III- Quatre pôles de la vie de l’Église

Le livre des Actes des Apôtres raconte comment les premiers disciples ont appliqué le mandat de Jésus, rappelé en saint Matthieu (28, 19-20). Écoutons la prédication de saint Pierre :
« Convertissez-vous, et que chacun de vous soit baptisé au nom de Jésus Christ pour le pardon de ses péchés ; vous recevrez alors le don du Saint-Esprit… Par bien d’autres paroles encore, Pierre les adjurait et les exhortait en disant : « Détournez-vous de cette génération tortueuse, et vous serez sauvés. »

Alors, ceux qui avaient accueilli la parole de Pierre furent baptisés. Ce jour-là, environ trois mille personnes se joignirent à eux.

Ils étaient assidus à l’enseignement des Apôtres et à la communion fraternelle, à la fraction du pain et aux prières » (Act 2, 38-42).
es Apôtres invitent donc les gens à entrer en contact avec Jésus par le baptême, à recevoir son Esprit, à changer de vie.

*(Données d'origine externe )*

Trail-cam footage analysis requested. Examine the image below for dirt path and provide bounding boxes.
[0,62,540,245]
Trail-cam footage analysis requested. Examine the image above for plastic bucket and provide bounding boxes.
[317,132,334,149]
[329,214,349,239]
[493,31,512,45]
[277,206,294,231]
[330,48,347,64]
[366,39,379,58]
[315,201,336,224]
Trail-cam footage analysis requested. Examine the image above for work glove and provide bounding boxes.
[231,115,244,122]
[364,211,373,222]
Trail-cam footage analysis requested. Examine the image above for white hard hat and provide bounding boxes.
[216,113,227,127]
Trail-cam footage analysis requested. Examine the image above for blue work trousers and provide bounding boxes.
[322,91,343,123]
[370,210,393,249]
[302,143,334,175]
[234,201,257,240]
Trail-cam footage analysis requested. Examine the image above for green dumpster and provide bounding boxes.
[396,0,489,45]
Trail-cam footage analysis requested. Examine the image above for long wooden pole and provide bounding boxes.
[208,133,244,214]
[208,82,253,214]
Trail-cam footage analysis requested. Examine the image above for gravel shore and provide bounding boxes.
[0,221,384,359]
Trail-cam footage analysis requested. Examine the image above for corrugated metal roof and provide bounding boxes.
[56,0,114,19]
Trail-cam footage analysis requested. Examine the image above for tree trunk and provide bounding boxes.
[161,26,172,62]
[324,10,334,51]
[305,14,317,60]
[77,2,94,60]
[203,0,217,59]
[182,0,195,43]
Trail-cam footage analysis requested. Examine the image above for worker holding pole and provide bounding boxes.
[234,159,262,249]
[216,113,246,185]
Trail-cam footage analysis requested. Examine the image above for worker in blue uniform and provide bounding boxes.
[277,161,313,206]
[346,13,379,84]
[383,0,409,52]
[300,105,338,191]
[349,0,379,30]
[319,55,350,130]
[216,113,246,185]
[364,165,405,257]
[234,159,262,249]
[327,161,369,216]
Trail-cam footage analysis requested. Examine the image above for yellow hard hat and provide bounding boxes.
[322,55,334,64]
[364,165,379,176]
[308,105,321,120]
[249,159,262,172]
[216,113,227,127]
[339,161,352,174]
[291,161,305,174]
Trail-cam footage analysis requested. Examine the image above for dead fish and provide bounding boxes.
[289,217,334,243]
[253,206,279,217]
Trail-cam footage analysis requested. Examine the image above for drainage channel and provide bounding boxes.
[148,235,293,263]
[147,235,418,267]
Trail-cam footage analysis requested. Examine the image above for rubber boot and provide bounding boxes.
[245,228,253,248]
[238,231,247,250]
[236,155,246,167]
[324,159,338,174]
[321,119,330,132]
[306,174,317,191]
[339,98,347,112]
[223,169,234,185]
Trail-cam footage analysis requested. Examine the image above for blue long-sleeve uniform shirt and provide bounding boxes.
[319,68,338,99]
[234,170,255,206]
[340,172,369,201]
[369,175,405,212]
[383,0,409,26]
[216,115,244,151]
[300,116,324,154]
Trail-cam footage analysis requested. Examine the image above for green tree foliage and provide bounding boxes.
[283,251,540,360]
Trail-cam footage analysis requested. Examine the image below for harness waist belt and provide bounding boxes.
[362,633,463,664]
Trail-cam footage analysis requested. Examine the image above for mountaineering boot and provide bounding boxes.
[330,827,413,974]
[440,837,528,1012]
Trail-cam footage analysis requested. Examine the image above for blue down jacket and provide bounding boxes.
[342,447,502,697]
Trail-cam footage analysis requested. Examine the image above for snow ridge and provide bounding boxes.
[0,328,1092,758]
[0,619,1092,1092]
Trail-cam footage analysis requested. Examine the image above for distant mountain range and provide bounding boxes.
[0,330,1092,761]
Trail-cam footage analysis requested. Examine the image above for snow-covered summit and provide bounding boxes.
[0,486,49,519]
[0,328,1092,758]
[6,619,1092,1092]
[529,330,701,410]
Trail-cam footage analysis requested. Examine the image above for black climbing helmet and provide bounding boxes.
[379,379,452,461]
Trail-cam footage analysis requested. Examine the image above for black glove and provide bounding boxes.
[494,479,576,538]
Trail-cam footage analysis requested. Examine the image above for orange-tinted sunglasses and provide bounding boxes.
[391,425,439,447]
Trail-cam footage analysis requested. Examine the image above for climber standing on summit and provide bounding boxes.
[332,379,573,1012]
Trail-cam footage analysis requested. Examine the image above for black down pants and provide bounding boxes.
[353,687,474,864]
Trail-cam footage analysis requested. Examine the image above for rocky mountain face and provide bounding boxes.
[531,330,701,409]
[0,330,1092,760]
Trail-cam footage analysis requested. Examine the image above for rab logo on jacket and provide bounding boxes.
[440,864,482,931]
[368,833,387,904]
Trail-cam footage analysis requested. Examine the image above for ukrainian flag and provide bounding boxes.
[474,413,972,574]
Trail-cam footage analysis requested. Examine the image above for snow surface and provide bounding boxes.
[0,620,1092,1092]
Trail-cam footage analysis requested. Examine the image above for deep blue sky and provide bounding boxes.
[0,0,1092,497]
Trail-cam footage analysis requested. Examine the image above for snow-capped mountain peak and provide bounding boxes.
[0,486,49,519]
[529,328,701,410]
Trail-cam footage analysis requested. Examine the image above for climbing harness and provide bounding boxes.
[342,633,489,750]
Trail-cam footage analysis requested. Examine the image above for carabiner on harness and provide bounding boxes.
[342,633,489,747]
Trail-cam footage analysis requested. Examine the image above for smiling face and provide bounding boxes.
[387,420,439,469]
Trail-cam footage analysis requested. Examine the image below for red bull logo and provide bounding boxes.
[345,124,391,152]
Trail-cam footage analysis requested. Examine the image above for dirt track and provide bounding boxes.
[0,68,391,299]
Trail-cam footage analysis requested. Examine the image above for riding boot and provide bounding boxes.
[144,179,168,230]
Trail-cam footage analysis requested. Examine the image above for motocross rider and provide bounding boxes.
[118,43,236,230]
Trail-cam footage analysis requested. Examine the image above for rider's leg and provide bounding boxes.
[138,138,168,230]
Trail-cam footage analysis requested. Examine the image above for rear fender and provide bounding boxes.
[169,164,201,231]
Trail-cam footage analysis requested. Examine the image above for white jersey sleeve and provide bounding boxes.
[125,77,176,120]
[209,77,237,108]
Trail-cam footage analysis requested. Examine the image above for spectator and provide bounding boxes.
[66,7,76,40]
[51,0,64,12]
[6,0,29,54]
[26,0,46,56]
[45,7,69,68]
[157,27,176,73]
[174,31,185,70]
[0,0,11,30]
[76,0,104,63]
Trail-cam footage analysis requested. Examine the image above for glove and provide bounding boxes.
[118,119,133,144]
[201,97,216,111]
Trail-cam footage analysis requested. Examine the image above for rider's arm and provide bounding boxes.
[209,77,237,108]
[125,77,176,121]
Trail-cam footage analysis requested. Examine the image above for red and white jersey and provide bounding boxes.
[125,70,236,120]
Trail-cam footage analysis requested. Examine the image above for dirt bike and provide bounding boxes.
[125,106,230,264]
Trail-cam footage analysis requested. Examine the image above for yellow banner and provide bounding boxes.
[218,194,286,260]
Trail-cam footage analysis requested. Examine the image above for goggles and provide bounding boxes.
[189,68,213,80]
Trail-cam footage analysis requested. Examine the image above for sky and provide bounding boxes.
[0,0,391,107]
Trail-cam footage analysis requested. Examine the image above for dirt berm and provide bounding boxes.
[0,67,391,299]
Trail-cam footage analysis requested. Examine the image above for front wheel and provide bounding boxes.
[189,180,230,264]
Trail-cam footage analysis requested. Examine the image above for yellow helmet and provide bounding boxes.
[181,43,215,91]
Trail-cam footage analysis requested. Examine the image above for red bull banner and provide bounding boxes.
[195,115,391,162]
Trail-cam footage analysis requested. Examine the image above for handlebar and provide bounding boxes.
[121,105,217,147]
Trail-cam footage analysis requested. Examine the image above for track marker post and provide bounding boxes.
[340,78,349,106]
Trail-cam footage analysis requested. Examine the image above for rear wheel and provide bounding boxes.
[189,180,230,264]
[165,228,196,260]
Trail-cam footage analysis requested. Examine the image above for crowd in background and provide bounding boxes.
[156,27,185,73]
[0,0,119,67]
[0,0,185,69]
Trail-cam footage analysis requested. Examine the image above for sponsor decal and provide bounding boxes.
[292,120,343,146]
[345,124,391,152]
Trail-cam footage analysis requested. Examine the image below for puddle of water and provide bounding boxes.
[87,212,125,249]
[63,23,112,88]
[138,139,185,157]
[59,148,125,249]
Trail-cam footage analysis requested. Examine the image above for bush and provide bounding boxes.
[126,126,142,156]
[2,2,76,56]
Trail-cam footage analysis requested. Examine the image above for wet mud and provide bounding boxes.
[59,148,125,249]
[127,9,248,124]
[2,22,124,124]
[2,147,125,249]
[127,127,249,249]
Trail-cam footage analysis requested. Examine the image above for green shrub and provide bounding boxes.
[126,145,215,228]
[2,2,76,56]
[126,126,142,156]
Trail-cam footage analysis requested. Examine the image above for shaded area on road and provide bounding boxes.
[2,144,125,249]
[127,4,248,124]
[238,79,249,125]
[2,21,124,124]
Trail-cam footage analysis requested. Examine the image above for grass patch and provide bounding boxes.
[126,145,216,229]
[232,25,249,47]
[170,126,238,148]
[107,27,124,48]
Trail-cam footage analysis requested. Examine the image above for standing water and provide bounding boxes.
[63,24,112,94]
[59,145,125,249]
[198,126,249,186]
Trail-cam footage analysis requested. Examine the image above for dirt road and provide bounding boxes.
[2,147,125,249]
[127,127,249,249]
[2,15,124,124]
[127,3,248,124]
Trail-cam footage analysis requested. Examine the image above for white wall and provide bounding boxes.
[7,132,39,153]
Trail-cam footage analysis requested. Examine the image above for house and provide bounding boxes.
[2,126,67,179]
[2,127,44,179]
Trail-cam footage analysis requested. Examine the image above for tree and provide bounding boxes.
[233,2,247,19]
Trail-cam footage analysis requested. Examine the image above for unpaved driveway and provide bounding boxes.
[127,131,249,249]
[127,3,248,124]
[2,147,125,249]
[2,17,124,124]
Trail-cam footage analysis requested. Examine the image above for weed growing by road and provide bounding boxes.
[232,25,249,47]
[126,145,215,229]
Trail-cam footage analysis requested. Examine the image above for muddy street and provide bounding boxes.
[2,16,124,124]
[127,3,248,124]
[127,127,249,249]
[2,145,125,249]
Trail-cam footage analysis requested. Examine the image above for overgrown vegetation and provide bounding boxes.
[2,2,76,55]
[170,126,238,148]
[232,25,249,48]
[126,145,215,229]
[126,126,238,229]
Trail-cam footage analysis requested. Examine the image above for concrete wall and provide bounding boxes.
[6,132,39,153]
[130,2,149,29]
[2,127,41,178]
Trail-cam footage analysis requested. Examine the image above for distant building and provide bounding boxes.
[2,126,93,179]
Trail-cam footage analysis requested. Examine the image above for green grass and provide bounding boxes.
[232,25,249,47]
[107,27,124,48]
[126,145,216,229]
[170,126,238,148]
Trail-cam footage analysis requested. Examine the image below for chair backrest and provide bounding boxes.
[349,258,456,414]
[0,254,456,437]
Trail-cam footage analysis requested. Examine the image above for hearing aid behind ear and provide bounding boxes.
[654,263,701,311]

Saint Luc mentionne quatre éléments qui décrivent la première communauté chrétienne: assiduité à l’enseignement des apôtres, à la communion fraternelle, à la fraction du pain, aux prières. Elles conservent une valeur permanente et doivent nous inspirer encore aujourd’hui; elles sont comme les quatre roues d’une voiture : si l’une fait défaut, la voiture ne peut plus avancer. Regardons-les de plus près; nous pourrons ainsi vérifier dans quelle mesure nos paroisses actuelles sont conformes à la première communauté chrétienne; nous pourrons voir quels ajustements nous devons opérer pour répondre à notre vraie mission en Église.

A- La fidélité à l’enseignement des Apôtres

14- Le message du Christ nous a été transmis depuis les Apôtres, pendant 2000 ans sans interruption. Il comprend l’Ancien Testament qui l’avait préparé, puis les quatre évangiles et les écrits des apôtres, lesquels, inspirés par l’Esprit-Saint, nous l’ont communiqué. L’Église en présente les diverses facettes par la vie des saints et saintes, la liturgie, le Magistère.

15- La parole de Dieu est proclamée dans les célébrations liturgiques; elle est commentée dans l’homélie qui en décrit les effets dans nos vies quotidiennes. Les théologiens et auteurs spirituels en étudient certains aspects particuliers; des groupes de réflexion aident à approfondir nos connaissances et notre compréhension. De nombreuses publications sont une ressource précieuse à cet égard, de même que des sites internet spécialisés. Dans cette masse de messages, le Magistère de l’Église constitue le phare sûr pour nous guider. J’encourage les fidèles à perfectionner leurs connaissances de la Parole de Dieu, du message de Jésus.

16- L’enseignement des Apôtres doit être offert aux nouvelles générations. Elles ont besoin d’entendre la Parole de Dieu, d’être mises en contact avec le Seigneur, de rencontrer des témoins qui les conduisent au Christ. A cet égard, la famille occupe la place primordiale : les parents et les grands-parents, les parrains et marraines ont la grande responsabilité d’être les premiers évangélisateurs de leurs enfants. C’est dans la famille en effet que se font les premiers apprentissages de la foi; c’est là qu’on apprend à prier, à connaître Jésus, à vivre comme lui, à partager, à s’entraider, à s’ouvrir aux autres. Les jeunes ont besoin de voir que la foi inspire nos vies de chaque jour. Plusieurs  reconnaissent que le témoignage de foi de leurs parents ou grands-parents les a marqués.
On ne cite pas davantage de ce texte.